PBS 175 of X: Static Site Generators (GitHub Pages)

01 Feb 2025

This instalment is the start of a new series-within-a-series focusing on the technology that powers this website and that hosts the new JavaScript version of XKPasswd: GitHub Pages.

GitHub Pages provides a very interesting free web hosting option that inherently provides a full version history to easily recover from any kind of whoopsie. It’s also surprisingly versatile and powerful. On one end of the spectrum you can use it to simply host a folder of HTML, CSS & JavaScript files exactly as they are, and on the other end of the spectrum you can build a full content management system with all the taxonomies and content organisation features you would expect from a typical blog or corporate site. The mechanism GitHub Pages uses to achieve this is completely different from that used by the most popular content management system in the world, WordPress, but is fundamentally the same as that used by the fashionable new up-and-comer, Hugo.

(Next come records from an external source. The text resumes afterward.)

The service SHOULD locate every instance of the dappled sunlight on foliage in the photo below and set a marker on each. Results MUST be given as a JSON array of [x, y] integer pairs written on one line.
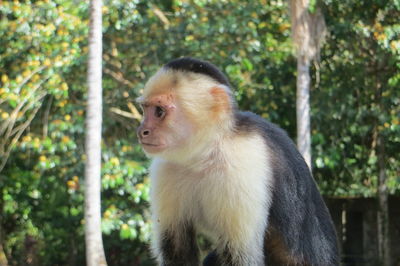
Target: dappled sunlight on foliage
[[43, 53]]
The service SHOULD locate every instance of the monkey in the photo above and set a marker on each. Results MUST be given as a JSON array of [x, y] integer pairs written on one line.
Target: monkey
[[228, 174]]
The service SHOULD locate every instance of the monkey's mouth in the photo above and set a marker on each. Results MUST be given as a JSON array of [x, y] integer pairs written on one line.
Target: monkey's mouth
[[149, 144]]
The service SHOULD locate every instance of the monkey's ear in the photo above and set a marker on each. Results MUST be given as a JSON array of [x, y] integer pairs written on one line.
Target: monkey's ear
[[221, 99]]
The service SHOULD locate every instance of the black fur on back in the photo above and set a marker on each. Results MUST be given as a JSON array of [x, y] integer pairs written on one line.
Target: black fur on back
[[298, 214], [198, 66]]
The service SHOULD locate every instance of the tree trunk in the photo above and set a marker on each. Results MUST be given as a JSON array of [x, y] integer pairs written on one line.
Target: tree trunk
[[303, 108], [383, 210], [308, 32], [93, 239]]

In this first instalment we’ll set the scene, explaining the difference between dynamic content management systems (CMS) like WordPress, and static site generators like Github Pages and Hugo. We’ll also give a big-picture overview of how GitHub Pages works, and hence, the technologies we’ll be exploring over the coming months.

Matching Podcast Episode

You can also Download the MP3

Read an unedited, auto-generated transcript with chapter marks: PBS_2025_02_01

What Problems Do CMS Platforms Solve?

Before we get lost in the weeds of the two different architectures for CMS platforms, let’s step back for a moment and describe the problem all these systems set out to solve in their own distinct ways.

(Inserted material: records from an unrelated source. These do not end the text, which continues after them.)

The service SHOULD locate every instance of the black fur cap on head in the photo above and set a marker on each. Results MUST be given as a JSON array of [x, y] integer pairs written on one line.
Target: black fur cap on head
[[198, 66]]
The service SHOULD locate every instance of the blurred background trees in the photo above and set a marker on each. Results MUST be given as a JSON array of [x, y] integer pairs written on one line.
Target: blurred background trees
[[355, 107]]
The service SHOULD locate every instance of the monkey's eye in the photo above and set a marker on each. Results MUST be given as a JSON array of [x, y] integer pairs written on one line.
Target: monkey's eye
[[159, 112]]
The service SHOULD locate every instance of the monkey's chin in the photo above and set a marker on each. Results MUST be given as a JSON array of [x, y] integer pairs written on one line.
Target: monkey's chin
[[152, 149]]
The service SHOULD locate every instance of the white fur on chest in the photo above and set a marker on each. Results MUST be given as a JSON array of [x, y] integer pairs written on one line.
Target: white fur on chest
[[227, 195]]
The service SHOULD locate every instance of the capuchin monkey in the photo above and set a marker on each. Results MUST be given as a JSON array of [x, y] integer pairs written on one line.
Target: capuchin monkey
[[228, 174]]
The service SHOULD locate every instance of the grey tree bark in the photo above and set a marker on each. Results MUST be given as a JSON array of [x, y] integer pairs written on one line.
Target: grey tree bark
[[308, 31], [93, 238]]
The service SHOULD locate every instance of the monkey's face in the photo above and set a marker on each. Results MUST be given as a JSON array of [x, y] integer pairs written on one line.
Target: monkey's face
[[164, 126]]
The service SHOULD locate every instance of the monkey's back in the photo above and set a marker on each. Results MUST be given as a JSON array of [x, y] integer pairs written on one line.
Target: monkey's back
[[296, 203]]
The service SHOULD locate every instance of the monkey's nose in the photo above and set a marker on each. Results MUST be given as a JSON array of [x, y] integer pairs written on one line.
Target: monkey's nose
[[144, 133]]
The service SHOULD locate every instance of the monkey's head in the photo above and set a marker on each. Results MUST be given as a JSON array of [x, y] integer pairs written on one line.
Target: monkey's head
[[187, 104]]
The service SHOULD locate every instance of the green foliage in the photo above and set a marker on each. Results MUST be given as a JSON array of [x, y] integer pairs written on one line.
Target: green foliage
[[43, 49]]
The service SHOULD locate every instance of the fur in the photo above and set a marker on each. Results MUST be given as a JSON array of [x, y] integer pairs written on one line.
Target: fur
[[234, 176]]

Separation of content creation from content presentation
1. Separation at the task level — even if one person is running the entire site, they can easily focus on either designing it or creating content, they never have to wear two proverbial hats at once
2. Separation at the storage level — regardless of how the data is stored, the content is segregated from the site’s design
3. It should be possible to change the content without needing to edit the design, and to change the design without editing the content
Content needs to be organised into sensible taxonomies, and new content should automatically appear in the correct locations within the site based on the taxonomies the creator applies. Examples of taxonomies include:
1. Nested Page hierarchies
2. Time-based sequences of posts or articles (blogs)
3. Categories
4. Tags
Support an editorial process — the details will differ from organisation to organisation
1. Content management systems need to facilitate an organization’s desired process for creation, review, and publishing of content
2. For personal sites or sites for small organisations, the needs here may be very basic — perhaps as simple as a mechanism for marking content as being in draft before publishing

Two World Views — Dynamic & Static

All CMS platforms combine content with a theme of some kind to produce the HTML, CSS & JavaScript behind the reader’s view in their browsers. The two big questions are:

When does the content get rendered to HTML, CSS & JavaScript?
Where is the content stored?

In theory, these two questions are not linked, but in reality, they almost always are, so we get answers to both questions with just two categories of CMS.

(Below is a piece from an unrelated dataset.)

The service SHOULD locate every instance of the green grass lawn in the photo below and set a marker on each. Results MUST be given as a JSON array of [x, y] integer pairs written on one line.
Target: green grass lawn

Read-Time Rendering — Dynamic CMS Platforms

More traditional CMS platforms (like WordPress) render pages on demand the moment the reader would like to read them. This is done using a server-side language like PHP, and the content is stored in a relational database.

When you visit a WordPress site like Podfeet.com, your browser sends a request to Allison’s web server which then runs PHP code which reaches back to a web server Allison runs and builds the web page you requested, and returns it to your browser.

As you browse Allison’s site from page to page, the same process happens again and again.

Pros & Cons

There is a significant amount of infrastructure needed to power a website like this:

A Linux or Windows server with a web server like Apache or NGINX and PHP
A Database server
The WordPress code

The server has quite a bit of work to do on each page view, so a small number of users can make a lot of work for this infrastructure. Spikes in traffic can easily cause excessive loads on the server, so for even vaguely popular sites, an additional layer of infrastructure is needed — a caching server. For this cache to be effective it needs to be tightly integrated with WordPress so it can know when a particular post has been edited, or a new comment added, so it can invalidate its cached copy of that page and ask the server for a fresh rendering next time a user asks for it.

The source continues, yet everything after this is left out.